The Reserve Bank of India, following its larger-than-expected cut in the repo rate last week, is likely to exert considerable pressure on banks to cut their lending rates to stimulate growth. As Table 1 shows, the base rate and the deposit rates of banks have largely tracked the repo rate, if with a slight lag, especially since the RBI ended sub-prime lending to corporations in July 2010. RBI and the government are worried that there isn’t sufficient lending to kick-start investment and hence growth.
They are right to worry: banks have not been awash with liquidity. As illustrated by Table 2, borrowing by banks from the RBI’s Liquidity Adjustment Facility has been at a consistent high recently.
And, as Table 3 shows, before an odd spurt this month, credit growth has been in steady decline from a high of 24.5 per cent year-on-year on December 31, 2010.
But are banks flush enough to actually lend? Banks are worried that, if they lower deposit rates, they will lose customers. If they don’t, their net interest margins – and therefore profits, will take a hit.
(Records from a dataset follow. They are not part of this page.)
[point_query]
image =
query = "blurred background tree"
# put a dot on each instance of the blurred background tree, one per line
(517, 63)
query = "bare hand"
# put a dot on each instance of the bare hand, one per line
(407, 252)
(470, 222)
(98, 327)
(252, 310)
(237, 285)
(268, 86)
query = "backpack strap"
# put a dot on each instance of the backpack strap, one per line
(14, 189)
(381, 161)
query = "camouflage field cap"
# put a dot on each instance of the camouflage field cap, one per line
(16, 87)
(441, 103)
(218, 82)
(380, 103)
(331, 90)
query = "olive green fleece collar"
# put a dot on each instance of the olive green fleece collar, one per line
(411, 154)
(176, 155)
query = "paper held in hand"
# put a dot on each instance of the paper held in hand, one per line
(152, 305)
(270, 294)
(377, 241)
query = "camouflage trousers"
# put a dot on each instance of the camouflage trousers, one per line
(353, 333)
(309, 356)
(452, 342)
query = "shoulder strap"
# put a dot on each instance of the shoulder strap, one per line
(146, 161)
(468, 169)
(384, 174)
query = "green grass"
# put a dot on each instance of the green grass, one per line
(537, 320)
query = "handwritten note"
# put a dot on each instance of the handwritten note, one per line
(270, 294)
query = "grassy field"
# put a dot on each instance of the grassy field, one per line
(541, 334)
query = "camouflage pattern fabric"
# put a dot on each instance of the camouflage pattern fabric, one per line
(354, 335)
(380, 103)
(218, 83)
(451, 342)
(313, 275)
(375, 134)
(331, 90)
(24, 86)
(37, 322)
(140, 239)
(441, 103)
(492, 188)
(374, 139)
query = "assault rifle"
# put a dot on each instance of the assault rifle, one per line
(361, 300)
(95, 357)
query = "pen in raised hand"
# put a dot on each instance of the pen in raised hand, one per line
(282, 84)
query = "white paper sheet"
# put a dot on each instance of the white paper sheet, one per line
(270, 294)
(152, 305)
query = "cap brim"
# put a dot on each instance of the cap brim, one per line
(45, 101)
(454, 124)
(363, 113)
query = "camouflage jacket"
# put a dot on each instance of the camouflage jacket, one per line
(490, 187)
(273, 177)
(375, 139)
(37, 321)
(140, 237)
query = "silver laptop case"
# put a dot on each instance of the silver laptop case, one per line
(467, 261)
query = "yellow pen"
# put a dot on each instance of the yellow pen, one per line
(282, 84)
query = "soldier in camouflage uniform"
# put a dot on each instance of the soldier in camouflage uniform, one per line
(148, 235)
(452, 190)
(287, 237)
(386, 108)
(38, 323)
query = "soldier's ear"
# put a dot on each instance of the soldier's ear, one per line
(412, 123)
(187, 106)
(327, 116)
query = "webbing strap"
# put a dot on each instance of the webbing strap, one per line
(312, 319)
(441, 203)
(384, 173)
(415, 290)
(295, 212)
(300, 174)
However, as Table 4 shows, net interest margins have been healthy, and largely increasing, over the past three years. Profits before tax have not been in trouble, either; Table 5 shows the numbers for the top four private-sector banks.(Click here for tables)
Even if banks step up lending, however, there is a hidden problem: bad loans. As Table 6 shows, non-performing assets have been steadily rising, especially for the public sector banks. And those may underestimate the size of the problem. The number of references to corporate debt restructuring cells — a guide to future NPAs — has built up to quite a total, as Table 7 shows. More lending is possible — but is forcing it wise?